[RFC,2/5] ext4: reduce reserved cluster count by number of allocated clusters

Message ID 20180513175624.12887-3-enwlinux@gmail.com
State Superseded
Headers show
Series
  • ext4: rework delayed allocated cluster accounting
Related show

Commit Message

Eric Whitney May 13, 2018, 5:56 p.m.
Ext4 does not always reduce the reserved cluster count by the number
of clusters allocated when mapping a delayed extent.  It sometimes
adds back one or more clusters after allocation if delalloc blocks
adjacent to the range allocated by ext4_ext_map_blocks() share the
clusters newly allocated for that range.  However, this overcounts
the number of clusters needed to satisfy future mapping requests
(holding one or more reservations for clusters that have already been
allocated) and premature ENOSPC and quota failures, etc., result.

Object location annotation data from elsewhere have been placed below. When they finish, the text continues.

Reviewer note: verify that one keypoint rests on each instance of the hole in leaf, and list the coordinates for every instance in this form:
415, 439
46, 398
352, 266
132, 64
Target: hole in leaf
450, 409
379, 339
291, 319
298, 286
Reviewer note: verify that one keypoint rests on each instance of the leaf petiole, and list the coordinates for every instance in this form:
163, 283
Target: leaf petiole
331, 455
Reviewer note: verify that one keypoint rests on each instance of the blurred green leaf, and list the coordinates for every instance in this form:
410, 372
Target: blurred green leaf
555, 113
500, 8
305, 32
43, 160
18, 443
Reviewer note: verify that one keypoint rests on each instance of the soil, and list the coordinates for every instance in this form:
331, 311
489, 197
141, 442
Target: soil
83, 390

The current ext4 code does not reduce the reserved cluster count
when allocating clusters for non-delalloc writes that have also been
previously reserved for delalloc writes.  This also results in a
reserved cluster overcount.

To make it possible to handle reserved cluster accounting for
fallocated regions in the same manner as used for other non-delayed
writes, do the reserved cluster accounting for them at the time of
allocation.  In the current code, this is only done later when a
delayed extent sharing the fallocated region is finally mapped.  This
behavior can also result in a temporary reserved cluster overcount.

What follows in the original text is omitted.